The proposed Australia encryption law that would compel technology firms to provide a backdoor to encrypted data for government agencies has been criticised for undermining online safety.

The law, which is currently going through the Australian parliament, would see technology firms fined a maximum of A$10m ($7.3m) if they did not provide police with access to private encrypted data when requested. Police would have the power to request such data in situations where it was linked to suspected illegal activities.

The Australian government has defended the law, saying that would assist with the capture of serious criminals, such as terrorists or paedophiles.

“Our legislation for telecommunication intercepts, being able to access data, in order to investigate and prosecute criminal activity, with a warrant, is no longer fit for purpose,” said Angus Taylor, the Australian minister for law enforcement and cybersecurity, in an interview with Reuters.

“Whether it’s pedophiles or terrorists or drug dealers, [the proposed law] makes sure we have legislation fit for purpose in a modern era.”

Criticism of Australia encryption law from technologists

In line with similar encryption backdoor discussions in other parts of the world, the technology industry has been highly critical of the proposed encryption law.

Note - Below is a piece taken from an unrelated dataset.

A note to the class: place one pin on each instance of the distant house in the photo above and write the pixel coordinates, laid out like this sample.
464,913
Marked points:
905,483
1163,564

“Encryption is vital for online security,” said Marty P Kamden, CMO of NordVPN.

“In order to be safe on wireless networks, people need to use encryption services, such as VPNs. Encrypted communication apps, such as Telegram, are important for private conversations.”

In particular, creating methods for law enforcement to access encrypted content also makes it easier for other parties to gain access, creating renewed cybersecurity concerns for businesses.

“Since many businesses have moved online now, the significance of internet privacy and security has increased, and people should be allowed to use encryption,” added Kamden.

“Opening a backdoor for the government means opening it for other entities capable of exploiting the access as well.

“It could lead to a flood of hacks, stolen information and other forms of abuse. This could jeopardise the privacy of all players involved – individuals, companies and their clients.”